You’ll do the psets in Jupyter Notebook, and turn in your answers as jupyter pages.
If you don’t have much background in Python, or Jupyter, or in writing code at all, not to worry. The course is designed to bring you up to speed.
bring a laptop
You need a computer (laptop or desktop) and the Internet, and you’ll need a Python scientific data environment installed on the computer. (We’ll show you how.) If you don’t have a computer, let us know immediately! The course has a couple of Mac laptops available for lending. Don’t be shy about asking for one. When I was an undergrad, there was no way on earth that I could have afforded a laptop, and I’m still stunned seeing that everyone seems to have one.
prepare for next week
First and most importantly: your first task is to install an up-to-date Anaconda distribution, for Python3. This will automagically install pretty much everything you need for the course.
If you’re already a Python aficionado and you have your favorite Python environment lovingly installed already, that’s fine too - just make sure it’s Python3 or There Will be Trouble.
Second, if you aren’t yet a Python coder, you can get ahead of the game and get started. There are plenty of on-line tutorials, including the one from the Python Software Foundation. There’s also plenty of books for learning Python, including (funnily enough) Learning Python by Mark Lutz (O’Reilly and Associates, 2013). (Don’t be daunted by its doorstopping size!) Figure out what kind of resources you think you learn best from (online, books), and get your resources lined up. The folks in the Harvard Library have made electronic copies of Learning Python and Python for Data Analysis available to you, linked at our Canvas site.
There aren’t any required books for the course but if you really want one, I recommend Data Analysis: A Bayesian Tutorial by D.S. Silvia and J. Skilling (Oxford, 2006) as a short, excellent (albeit physics-oriented, not bio-oriented) introduction to the fundamentals of data analysis.
a Jupyter page you can try now
To start getting used to Jupyter Notebook and Python code, here’s an example page you can download: w00-first-jupyter.ipynb. You can view the same page on a web browser outside Jupyter as static HTML here.
If you download the .ipynb file and save it to your disk, then type the command
and your web browser should open to Jupyter, showing you a list of files in the current directory. Navigate to where you’ve got the .ipynb file if you need to, then click on it, and it’ll open.

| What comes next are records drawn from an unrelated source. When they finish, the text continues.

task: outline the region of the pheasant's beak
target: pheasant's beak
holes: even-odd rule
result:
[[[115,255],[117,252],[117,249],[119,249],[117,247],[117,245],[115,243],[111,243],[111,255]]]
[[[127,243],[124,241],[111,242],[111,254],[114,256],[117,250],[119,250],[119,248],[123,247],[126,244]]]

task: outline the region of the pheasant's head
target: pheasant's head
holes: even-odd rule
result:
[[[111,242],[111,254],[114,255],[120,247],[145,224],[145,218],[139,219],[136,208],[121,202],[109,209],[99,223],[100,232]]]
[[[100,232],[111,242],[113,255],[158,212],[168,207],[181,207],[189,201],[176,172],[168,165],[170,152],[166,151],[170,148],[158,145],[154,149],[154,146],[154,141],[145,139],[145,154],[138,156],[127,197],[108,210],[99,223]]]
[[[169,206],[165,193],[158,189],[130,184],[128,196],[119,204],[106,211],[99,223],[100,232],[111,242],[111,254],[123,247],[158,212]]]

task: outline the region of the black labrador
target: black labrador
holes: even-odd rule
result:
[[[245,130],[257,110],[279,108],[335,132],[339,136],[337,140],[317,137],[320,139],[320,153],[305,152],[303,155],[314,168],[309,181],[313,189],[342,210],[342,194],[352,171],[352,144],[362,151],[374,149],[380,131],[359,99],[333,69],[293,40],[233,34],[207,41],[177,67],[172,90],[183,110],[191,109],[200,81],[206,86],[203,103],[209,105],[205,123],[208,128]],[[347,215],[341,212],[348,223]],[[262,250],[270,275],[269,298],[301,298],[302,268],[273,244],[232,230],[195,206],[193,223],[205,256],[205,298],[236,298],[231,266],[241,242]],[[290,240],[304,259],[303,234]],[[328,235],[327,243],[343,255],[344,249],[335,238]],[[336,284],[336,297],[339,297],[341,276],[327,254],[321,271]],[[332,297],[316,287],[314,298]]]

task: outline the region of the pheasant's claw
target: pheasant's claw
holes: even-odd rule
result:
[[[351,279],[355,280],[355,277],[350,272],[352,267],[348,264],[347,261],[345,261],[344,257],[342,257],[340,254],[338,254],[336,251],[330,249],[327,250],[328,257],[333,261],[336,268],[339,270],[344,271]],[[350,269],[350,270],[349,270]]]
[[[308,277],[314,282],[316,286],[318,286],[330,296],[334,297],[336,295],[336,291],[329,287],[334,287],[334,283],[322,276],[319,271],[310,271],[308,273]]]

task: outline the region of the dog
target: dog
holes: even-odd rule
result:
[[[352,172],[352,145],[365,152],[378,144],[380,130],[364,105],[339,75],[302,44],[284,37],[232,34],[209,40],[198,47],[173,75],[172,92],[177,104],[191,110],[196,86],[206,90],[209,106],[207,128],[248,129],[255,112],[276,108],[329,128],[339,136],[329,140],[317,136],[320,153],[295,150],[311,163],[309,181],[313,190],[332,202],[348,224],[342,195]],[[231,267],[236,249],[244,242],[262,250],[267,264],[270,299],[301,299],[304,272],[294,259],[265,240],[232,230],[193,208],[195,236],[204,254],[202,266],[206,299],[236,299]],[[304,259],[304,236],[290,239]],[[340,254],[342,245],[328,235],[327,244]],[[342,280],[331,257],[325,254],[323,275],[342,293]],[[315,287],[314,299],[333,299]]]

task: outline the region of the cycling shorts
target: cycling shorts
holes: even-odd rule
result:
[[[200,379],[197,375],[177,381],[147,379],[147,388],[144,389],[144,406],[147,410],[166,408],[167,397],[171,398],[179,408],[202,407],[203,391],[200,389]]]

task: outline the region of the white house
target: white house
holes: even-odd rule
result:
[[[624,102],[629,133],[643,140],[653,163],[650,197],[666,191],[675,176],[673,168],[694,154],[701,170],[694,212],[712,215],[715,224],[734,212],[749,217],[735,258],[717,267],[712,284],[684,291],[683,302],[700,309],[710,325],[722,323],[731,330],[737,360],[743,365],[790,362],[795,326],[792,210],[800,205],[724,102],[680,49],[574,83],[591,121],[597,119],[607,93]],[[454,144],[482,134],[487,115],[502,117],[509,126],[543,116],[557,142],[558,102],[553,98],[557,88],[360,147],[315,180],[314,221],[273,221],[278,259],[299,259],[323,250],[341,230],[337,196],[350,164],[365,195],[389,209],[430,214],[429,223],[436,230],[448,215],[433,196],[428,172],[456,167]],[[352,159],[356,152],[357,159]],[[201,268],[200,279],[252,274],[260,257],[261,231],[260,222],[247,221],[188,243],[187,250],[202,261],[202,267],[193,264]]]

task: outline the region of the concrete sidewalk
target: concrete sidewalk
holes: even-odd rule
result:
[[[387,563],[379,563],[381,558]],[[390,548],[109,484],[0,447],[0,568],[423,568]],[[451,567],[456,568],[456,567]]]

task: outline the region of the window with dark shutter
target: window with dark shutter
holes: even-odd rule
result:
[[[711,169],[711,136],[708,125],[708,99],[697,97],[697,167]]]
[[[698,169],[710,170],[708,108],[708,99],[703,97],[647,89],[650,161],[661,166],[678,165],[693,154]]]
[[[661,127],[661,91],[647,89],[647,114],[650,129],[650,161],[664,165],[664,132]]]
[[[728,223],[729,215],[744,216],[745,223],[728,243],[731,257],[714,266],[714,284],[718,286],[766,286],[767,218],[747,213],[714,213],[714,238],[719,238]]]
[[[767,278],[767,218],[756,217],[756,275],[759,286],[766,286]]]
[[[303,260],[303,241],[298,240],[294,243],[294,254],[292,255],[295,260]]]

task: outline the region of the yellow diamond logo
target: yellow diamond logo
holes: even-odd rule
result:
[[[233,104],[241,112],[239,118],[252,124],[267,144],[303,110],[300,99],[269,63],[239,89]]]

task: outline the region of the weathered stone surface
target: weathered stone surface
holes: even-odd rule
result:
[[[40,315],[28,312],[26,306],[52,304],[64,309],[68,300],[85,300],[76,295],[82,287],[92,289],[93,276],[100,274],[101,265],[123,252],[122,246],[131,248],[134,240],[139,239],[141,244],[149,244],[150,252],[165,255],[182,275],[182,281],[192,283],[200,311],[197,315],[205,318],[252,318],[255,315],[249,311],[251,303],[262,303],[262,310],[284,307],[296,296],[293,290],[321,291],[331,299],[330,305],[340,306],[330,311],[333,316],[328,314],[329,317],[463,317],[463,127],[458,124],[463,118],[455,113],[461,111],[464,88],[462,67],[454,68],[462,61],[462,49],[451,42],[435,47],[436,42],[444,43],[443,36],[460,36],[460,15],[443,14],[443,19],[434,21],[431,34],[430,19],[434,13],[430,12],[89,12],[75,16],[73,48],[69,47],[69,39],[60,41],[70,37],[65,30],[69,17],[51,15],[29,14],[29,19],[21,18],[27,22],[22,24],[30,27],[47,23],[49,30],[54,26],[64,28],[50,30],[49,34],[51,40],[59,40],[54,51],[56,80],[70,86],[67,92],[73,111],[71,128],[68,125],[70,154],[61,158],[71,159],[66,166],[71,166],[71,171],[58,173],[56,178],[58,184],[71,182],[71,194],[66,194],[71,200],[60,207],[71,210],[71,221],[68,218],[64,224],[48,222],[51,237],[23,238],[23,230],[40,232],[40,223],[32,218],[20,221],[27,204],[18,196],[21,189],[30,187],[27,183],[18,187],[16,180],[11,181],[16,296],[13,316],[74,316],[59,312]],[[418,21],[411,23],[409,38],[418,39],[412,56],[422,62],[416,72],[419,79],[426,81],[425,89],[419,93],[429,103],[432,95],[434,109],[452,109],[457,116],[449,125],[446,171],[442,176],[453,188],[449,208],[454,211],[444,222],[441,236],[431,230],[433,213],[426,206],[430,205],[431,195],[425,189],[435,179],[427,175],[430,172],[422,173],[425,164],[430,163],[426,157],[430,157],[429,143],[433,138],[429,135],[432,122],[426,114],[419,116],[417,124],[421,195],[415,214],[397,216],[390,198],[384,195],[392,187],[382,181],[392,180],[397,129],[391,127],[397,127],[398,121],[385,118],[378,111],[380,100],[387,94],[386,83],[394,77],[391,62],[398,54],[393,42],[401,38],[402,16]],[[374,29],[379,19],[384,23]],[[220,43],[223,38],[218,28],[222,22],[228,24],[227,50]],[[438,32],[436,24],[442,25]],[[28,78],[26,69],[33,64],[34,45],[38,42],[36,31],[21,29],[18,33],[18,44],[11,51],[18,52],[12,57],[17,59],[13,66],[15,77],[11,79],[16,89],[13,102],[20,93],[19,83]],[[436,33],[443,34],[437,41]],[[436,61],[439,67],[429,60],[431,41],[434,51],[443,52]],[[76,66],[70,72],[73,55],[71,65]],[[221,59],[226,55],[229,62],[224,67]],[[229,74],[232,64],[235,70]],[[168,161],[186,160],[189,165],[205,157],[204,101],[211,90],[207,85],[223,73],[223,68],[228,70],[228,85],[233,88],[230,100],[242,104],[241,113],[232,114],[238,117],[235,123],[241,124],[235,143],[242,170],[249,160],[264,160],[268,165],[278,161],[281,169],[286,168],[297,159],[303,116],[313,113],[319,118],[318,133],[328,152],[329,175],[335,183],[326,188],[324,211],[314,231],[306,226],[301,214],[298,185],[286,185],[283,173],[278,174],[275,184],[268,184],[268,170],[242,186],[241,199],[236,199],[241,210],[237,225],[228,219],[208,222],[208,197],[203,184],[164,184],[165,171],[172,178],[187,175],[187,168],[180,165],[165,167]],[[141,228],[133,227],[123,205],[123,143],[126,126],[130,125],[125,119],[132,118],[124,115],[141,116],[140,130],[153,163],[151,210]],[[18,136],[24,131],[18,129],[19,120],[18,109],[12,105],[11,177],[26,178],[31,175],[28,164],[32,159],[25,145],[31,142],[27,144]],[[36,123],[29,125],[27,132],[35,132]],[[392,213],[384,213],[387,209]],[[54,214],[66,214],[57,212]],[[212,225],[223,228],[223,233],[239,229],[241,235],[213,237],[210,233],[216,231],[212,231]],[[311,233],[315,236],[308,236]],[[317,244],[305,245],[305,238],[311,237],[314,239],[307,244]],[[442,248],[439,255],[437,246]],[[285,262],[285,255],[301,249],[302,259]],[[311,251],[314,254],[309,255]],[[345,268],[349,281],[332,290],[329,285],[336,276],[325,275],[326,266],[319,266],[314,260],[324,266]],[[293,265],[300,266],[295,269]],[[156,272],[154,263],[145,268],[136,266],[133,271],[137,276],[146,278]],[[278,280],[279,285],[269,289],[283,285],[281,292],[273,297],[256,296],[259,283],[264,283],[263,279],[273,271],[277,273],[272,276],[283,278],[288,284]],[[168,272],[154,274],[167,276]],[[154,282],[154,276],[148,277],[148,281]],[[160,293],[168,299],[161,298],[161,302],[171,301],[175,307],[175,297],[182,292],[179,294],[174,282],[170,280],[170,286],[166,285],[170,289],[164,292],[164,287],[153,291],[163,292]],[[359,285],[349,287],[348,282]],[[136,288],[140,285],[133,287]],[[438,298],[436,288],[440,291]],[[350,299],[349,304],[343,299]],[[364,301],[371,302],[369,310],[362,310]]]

This example walks through a small but real-life statistical problem of deciding how many sand mice to use to distinguish a significant experimental effect; instead of just using magic (a t-test), we do it by simulation with positive and negative controls.
peek behind the curtain
- Python script that generated the intro animation: w00-intro.py
This script uses some additional tools (animation and generating MP4 movie files) that are a little advanced, and for which you might even need to install some extra tools to run the script (namely, you might have to install the FFMPEG library with
brew install ffmpeg or the like), but feel free to have a look.